Não consigo voar – por asas não ter
Não consigo correr – por pernas não ter
Mas posso bem rastejar até onde
Está o corvo negro a cantar
E comer-lhe os ovos às pintas ha ha
Comer-lhe os ovos às pintas
De repente, parou.
- Os ovos deviam ter uma casca mesmo grossa – disse para si. – Normalmente partem-se antes de me chegarem ao estômago. Mas desta vez parece que é diferente. E logo começou a ter uma dor de estômago mesmo horrível.
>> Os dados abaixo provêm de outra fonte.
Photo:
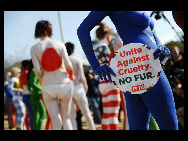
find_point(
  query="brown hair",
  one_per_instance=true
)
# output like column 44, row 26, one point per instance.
column 43, row 28
column 102, row 30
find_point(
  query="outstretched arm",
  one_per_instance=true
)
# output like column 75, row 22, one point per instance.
column 162, row 51
column 83, row 32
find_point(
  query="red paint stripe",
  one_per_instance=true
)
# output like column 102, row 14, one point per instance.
column 112, row 92
column 110, row 127
column 111, row 104
column 123, row 105
column 108, row 115
column 105, row 127
column 114, row 127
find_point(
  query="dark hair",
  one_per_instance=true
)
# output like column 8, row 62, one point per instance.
column 29, row 68
column 43, row 28
column 102, row 30
column 70, row 47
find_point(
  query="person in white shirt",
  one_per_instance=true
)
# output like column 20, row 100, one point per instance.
column 53, row 67
column 80, row 90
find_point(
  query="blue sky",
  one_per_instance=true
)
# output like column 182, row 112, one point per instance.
column 19, row 27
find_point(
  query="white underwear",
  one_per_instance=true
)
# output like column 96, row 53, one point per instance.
column 78, row 92
column 58, row 90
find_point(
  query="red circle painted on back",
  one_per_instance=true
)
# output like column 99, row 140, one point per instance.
column 51, row 60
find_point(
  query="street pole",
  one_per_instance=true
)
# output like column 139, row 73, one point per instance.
column 61, row 27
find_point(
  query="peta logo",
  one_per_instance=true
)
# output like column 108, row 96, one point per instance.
column 138, row 88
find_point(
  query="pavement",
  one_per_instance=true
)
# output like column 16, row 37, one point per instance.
column 84, row 126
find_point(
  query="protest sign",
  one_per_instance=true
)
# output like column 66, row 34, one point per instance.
column 135, row 67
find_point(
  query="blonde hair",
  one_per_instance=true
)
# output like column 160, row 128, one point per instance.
column 15, row 70
column 102, row 30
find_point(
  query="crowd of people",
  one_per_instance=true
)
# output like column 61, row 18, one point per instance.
column 53, row 85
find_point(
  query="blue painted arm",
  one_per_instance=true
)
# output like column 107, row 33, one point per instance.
column 83, row 32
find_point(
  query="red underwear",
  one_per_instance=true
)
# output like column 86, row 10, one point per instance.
column 51, row 60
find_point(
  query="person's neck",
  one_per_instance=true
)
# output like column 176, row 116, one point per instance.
column 43, row 37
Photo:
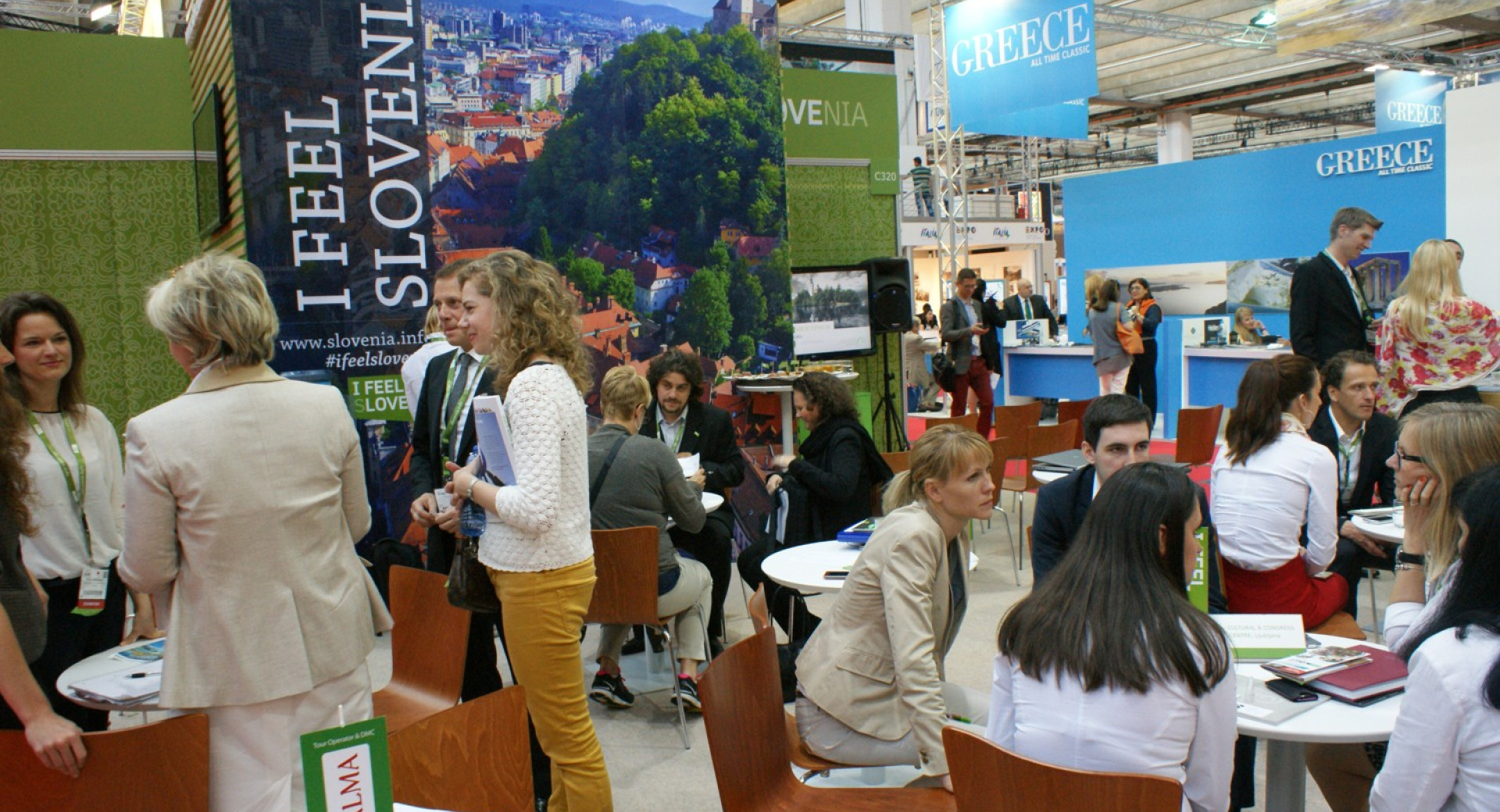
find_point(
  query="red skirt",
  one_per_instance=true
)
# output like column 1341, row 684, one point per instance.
column 1286, row 589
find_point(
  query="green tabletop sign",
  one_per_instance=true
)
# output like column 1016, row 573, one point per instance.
column 378, row 397
column 347, row 769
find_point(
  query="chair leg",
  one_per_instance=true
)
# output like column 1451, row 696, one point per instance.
column 677, row 693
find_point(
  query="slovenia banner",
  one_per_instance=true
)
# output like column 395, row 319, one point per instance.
column 1007, row 55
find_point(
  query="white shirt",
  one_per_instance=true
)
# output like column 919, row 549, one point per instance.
column 1262, row 504
column 57, row 549
column 414, row 369
column 1445, row 751
column 1166, row 732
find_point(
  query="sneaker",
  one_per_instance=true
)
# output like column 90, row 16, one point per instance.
column 609, row 691
column 688, row 689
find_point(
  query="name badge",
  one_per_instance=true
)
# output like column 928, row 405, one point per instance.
column 92, row 589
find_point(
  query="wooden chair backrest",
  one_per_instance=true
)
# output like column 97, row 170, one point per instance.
column 626, row 567
column 431, row 634
column 1012, row 422
column 1198, row 433
column 474, row 757
column 746, row 725
column 988, row 778
column 1070, row 411
column 156, row 767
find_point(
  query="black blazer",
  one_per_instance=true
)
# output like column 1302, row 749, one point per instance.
column 1061, row 508
column 1040, row 311
column 1325, row 319
column 427, row 429
column 1374, row 475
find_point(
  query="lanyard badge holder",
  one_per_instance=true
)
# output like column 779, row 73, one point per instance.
column 94, row 583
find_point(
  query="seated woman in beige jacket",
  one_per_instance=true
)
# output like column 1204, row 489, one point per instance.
column 870, row 678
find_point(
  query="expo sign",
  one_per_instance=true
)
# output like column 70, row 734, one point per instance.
column 1384, row 159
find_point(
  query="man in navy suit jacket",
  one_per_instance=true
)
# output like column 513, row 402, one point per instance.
column 1330, row 312
column 1361, row 440
column 1116, row 432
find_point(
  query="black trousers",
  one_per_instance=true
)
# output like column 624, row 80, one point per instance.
column 73, row 637
column 1142, row 379
column 714, row 549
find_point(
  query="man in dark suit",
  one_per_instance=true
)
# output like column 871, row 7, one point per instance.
column 680, row 418
column 970, row 340
column 441, row 432
column 1361, row 440
column 1116, row 432
column 1025, row 306
column 1330, row 312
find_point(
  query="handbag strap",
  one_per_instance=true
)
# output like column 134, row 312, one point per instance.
column 609, row 461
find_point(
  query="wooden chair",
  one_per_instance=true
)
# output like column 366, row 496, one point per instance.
column 156, row 767
column 474, row 757
column 1073, row 411
column 624, row 593
column 1198, row 435
column 803, row 757
column 988, row 778
column 427, row 649
column 748, row 742
column 1040, row 441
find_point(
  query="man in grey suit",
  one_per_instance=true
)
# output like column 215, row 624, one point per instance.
column 963, row 332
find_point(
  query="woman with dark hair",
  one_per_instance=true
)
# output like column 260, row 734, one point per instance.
column 77, row 498
column 1271, row 486
column 1144, row 316
column 1110, row 358
column 1107, row 665
column 824, row 489
column 23, row 625
column 1445, row 751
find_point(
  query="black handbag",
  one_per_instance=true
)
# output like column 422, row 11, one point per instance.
column 469, row 580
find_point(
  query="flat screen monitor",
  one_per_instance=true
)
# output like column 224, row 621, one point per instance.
column 210, row 176
column 831, row 313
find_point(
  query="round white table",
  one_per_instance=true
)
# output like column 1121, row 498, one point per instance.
column 784, row 387
column 1328, row 722
column 1385, row 531
column 96, row 665
column 803, row 567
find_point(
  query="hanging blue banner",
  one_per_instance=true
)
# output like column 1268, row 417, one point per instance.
column 1007, row 55
column 1407, row 99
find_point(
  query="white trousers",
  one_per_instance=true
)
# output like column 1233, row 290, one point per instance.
column 254, row 750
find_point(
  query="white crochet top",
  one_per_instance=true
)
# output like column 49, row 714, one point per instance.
column 541, row 522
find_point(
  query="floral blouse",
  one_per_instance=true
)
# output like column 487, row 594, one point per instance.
column 1462, row 345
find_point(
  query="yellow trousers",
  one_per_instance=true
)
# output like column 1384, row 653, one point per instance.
column 544, row 613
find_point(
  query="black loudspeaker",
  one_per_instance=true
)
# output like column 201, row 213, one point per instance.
column 890, row 294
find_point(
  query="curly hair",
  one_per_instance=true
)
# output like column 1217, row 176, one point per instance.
column 831, row 396
column 16, row 308
column 681, row 363
column 534, row 315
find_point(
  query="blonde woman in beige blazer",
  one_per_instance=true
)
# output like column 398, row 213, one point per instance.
column 244, row 499
column 870, row 678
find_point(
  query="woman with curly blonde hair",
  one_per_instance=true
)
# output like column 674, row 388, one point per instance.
column 536, row 541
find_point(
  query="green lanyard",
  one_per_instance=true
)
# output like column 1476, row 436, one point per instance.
column 77, row 489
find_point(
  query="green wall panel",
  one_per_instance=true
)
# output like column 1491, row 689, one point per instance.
column 70, row 92
column 96, row 236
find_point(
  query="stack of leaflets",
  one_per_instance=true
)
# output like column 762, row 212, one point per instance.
column 1316, row 663
column 859, row 532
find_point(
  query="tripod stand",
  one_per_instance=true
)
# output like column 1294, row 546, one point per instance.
column 895, row 424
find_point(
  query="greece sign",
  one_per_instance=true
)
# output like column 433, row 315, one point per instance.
column 1007, row 55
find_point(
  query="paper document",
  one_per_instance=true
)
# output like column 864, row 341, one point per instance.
column 492, row 432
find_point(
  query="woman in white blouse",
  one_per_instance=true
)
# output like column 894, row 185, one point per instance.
column 1273, row 484
column 536, row 540
column 1445, row 751
column 1107, row 665
column 77, row 498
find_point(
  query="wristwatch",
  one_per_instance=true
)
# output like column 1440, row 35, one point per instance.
column 1409, row 561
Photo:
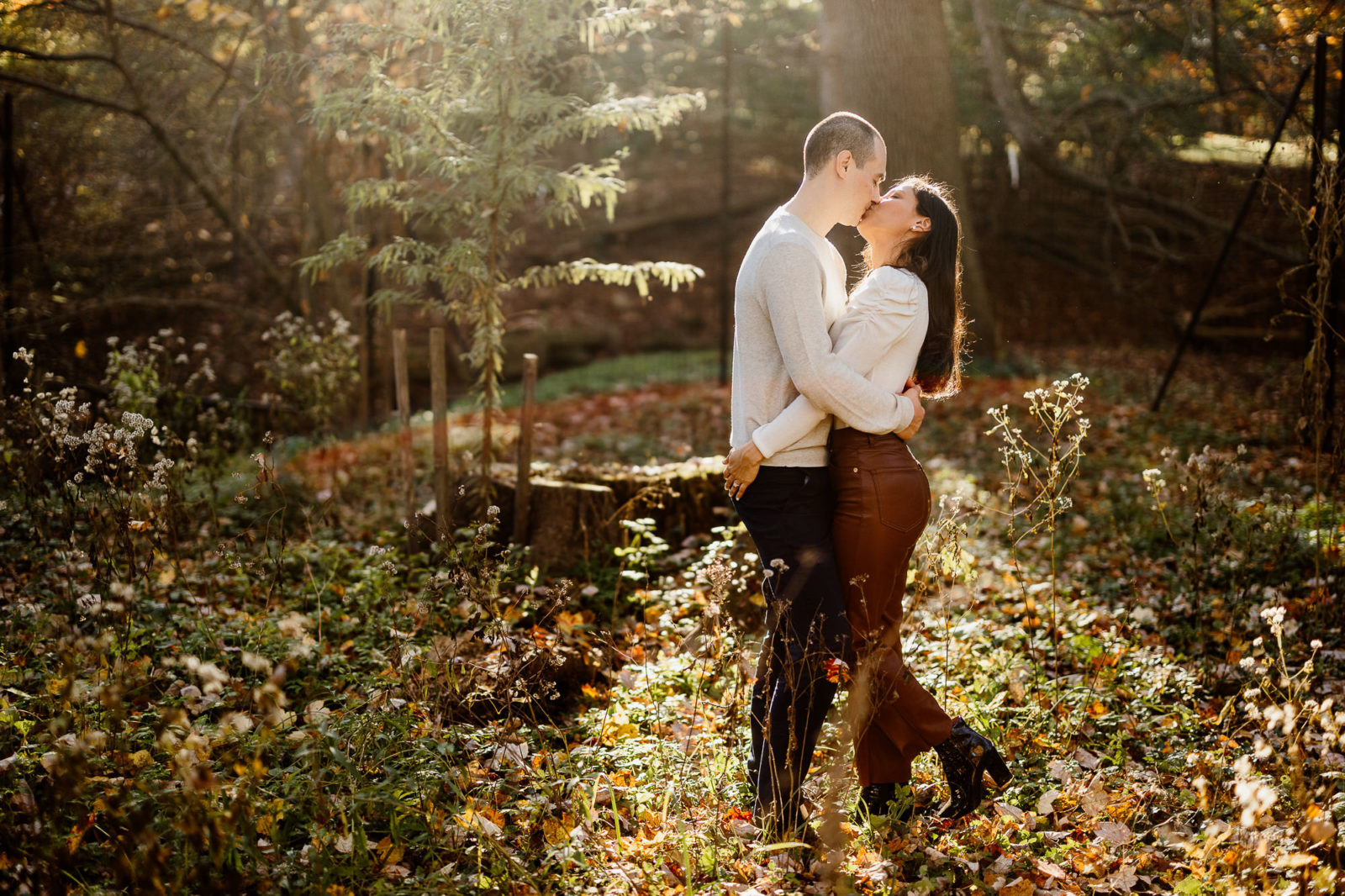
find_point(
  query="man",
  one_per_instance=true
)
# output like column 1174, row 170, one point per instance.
column 790, row 289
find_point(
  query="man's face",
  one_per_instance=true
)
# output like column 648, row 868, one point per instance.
column 862, row 183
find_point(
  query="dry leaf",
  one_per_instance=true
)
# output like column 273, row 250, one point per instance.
column 1114, row 833
column 1094, row 801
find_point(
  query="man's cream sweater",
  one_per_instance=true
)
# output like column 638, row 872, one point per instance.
column 790, row 289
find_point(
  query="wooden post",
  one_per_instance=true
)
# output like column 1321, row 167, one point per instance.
column 524, row 488
column 404, row 410
column 725, row 192
column 439, row 403
column 7, row 132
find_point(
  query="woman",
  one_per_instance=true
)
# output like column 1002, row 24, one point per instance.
column 903, row 322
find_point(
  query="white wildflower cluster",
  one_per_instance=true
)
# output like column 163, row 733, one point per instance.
column 1274, row 616
column 313, row 362
column 1042, row 466
column 1254, row 793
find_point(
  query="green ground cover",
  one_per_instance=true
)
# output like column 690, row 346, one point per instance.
column 213, row 678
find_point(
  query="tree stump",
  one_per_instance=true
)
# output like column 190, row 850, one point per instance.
column 571, row 519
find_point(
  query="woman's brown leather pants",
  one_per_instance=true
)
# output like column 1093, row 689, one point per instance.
column 883, row 505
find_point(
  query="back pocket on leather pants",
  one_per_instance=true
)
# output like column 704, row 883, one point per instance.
column 903, row 497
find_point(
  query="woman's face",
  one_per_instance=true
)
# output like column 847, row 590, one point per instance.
column 894, row 217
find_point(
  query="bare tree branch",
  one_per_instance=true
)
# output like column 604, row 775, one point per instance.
column 147, row 27
column 60, row 57
column 1020, row 124
column 66, row 93
column 92, row 309
column 161, row 136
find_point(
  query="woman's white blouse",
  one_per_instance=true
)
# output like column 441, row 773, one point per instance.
column 880, row 335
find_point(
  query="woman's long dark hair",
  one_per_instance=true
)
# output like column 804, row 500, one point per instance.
column 936, row 259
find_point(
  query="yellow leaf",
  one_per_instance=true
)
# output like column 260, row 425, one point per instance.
column 555, row 830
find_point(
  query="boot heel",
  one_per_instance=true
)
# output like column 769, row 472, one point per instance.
column 997, row 768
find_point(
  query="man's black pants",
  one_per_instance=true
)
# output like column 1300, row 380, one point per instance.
column 787, row 512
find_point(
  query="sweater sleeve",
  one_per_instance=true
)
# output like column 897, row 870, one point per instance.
column 878, row 316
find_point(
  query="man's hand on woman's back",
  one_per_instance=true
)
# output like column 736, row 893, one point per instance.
column 912, row 392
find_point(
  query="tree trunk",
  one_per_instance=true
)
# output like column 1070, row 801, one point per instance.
column 889, row 62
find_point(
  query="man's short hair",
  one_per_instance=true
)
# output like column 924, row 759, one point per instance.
column 834, row 134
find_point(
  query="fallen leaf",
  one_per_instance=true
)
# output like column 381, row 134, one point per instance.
column 1049, row 869
column 1114, row 833
column 1094, row 801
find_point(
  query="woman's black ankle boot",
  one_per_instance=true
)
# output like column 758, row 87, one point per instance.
column 878, row 801
column 966, row 756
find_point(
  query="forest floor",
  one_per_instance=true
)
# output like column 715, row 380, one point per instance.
column 286, row 700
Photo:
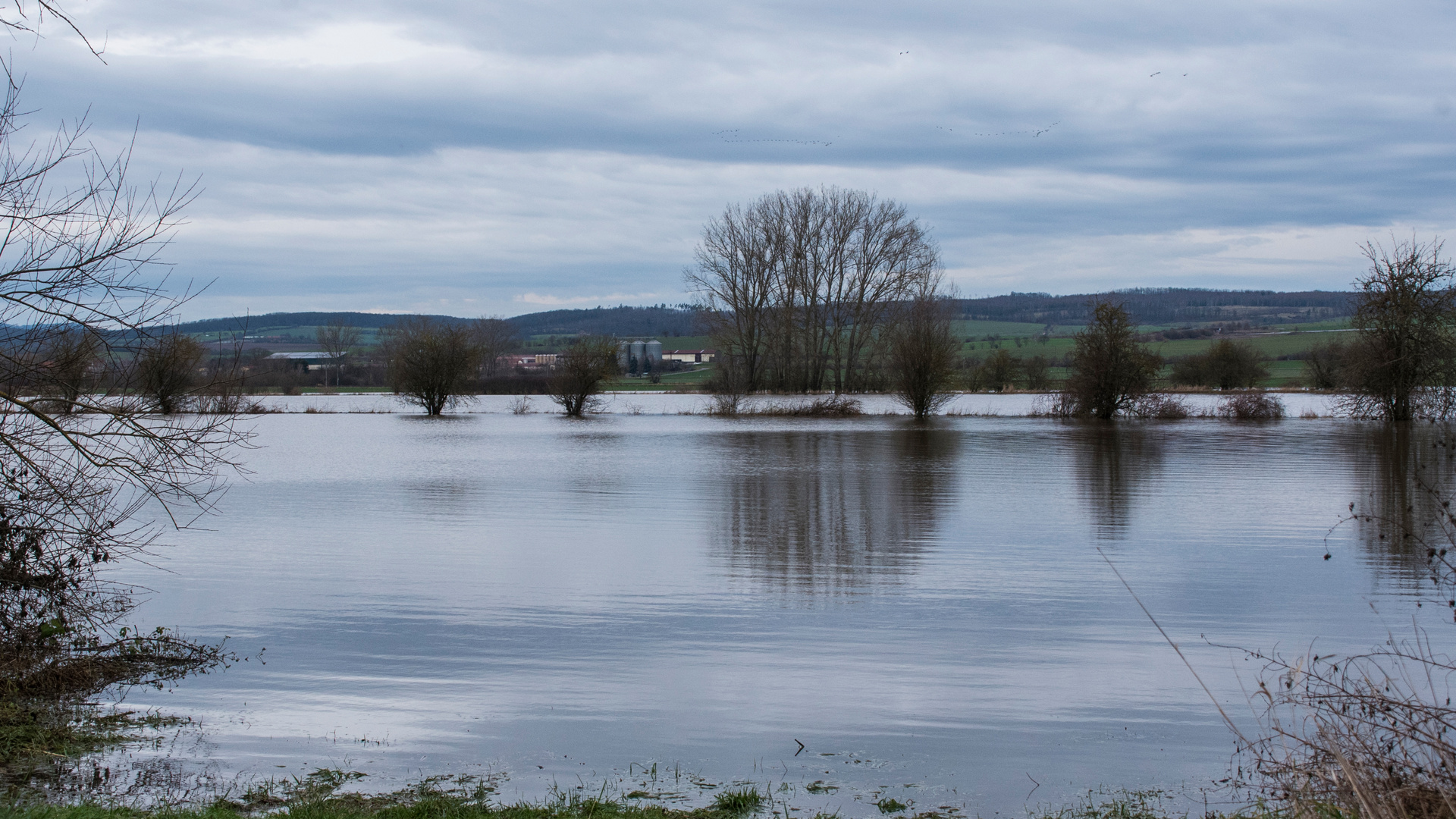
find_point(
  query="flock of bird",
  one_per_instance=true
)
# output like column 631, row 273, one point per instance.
column 734, row 136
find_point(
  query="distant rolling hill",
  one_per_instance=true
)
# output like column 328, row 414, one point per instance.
column 1149, row 306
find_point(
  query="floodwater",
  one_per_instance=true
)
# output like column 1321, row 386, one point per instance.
column 927, row 608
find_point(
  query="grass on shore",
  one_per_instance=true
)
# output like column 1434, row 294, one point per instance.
column 430, row 802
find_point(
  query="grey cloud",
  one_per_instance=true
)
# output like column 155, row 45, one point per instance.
column 364, row 121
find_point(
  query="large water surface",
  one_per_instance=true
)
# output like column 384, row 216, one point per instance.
column 924, row 607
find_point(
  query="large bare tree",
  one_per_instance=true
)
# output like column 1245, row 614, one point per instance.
column 924, row 353
column 1402, row 362
column 80, row 278
column 1109, row 371
column 801, row 287
column 580, row 371
column 431, row 362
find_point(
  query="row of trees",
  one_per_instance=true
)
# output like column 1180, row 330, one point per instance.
column 430, row 363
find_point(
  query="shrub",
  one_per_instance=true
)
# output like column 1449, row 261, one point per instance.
column 1251, row 407
column 1159, row 407
column 1226, row 365
column 1109, row 369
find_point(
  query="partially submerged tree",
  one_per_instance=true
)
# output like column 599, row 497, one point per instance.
column 166, row 371
column 1037, row 372
column 580, row 372
column 1109, row 371
column 431, row 362
column 338, row 338
column 1404, row 359
column 80, row 257
column 922, row 357
column 67, row 366
column 801, row 287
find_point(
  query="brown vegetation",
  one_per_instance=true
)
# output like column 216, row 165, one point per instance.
column 1402, row 363
column 1109, row 371
column 801, row 289
column 580, row 372
column 922, row 354
column 430, row 362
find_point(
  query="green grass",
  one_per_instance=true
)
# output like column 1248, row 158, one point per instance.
column 318, row 799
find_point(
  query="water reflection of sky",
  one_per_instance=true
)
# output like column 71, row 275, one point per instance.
column 563, row 599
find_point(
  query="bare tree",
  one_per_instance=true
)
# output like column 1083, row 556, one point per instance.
column 1109, row 369
column 338, row 338
column 1036, row 369
column 80, row 257
column 495, row 337
column 737, row 262
column 166, row 371
column 580, row 372
column 69, row 360
column 1402, row 363
column 431, row 362
column 922, row 354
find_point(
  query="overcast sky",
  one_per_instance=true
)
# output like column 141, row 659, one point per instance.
column 504, row 158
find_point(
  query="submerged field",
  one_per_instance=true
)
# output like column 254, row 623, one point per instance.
column 685, row 599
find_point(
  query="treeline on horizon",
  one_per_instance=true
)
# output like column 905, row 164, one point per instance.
column 1147, row 306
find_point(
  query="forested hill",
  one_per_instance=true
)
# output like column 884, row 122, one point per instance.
column 1147, row 306
column 610, row 321
column 1155, row 306
column 256, row 325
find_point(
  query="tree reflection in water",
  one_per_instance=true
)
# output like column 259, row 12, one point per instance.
column 1114, row 463
column 830, row 512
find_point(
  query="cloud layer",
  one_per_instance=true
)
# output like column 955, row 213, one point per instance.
column 487, row 158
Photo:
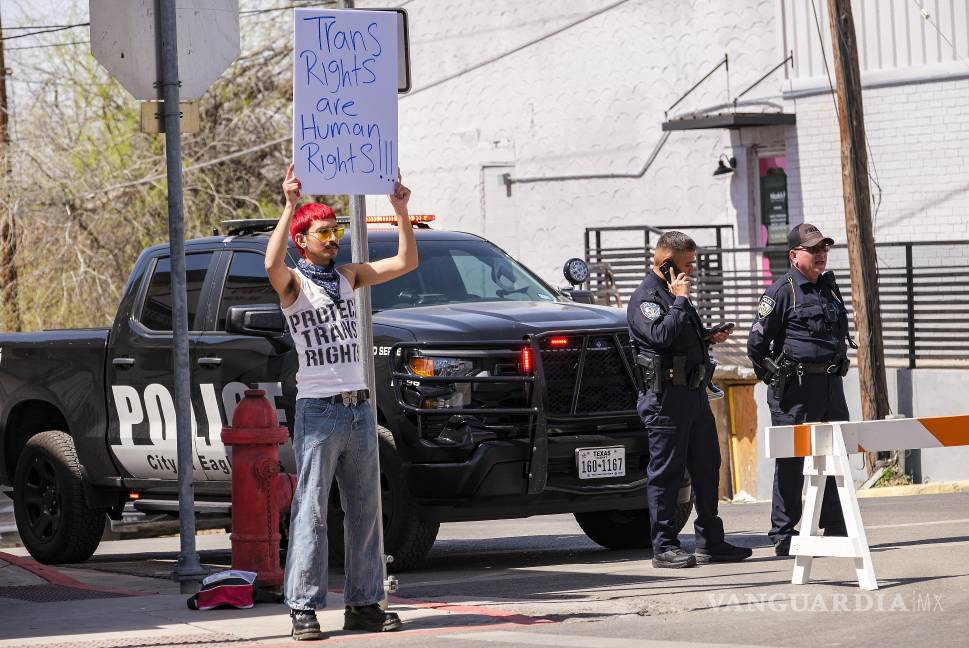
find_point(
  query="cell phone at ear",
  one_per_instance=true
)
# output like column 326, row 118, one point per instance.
column 667, row 270
column 725, row 326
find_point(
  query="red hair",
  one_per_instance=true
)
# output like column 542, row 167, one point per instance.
column 305, row 216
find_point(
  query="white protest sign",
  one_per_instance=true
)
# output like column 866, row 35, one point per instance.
column 345, row 101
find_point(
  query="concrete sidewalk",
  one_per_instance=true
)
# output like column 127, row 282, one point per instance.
column 59, row 607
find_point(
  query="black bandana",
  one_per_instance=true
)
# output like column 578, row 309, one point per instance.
column 326, row 278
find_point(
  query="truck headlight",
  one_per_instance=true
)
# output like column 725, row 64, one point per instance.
column 443, row 395
column 440, row 366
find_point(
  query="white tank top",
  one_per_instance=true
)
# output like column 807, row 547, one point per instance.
column 325, row 337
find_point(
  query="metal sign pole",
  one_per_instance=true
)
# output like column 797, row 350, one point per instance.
column 360, row 253
column 188, row 572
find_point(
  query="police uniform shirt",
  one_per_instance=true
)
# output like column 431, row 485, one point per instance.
column 663, row 324
column 807, row 320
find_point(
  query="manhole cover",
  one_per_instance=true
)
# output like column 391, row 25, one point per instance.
column 52, row 593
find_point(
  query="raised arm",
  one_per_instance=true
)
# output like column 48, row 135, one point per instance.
column 377, row 272
column 282, row 278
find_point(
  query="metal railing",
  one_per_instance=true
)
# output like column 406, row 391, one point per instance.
column 923, row 289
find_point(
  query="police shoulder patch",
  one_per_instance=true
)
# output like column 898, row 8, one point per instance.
column 766, row 306
column 650, row 310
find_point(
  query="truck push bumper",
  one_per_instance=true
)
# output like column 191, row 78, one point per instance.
column 581, row 379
- Au – dizia – uu, ai, ii.
Mas a dor de estômago era cada vez pior. A Senhora Cobra contorcia-se e retorcia-se e remexia-se e revolvia-se. E remexeu-se e revolveu-se tanto ou tão pouco que, sem saber o que fazia, deu com o pescoço um nó corredio à volta de uma ramada e não conseguiu desfazê-lo. Mas ainda tinha a cauda livre, e continuou a dar à cauda para um lado e para outro.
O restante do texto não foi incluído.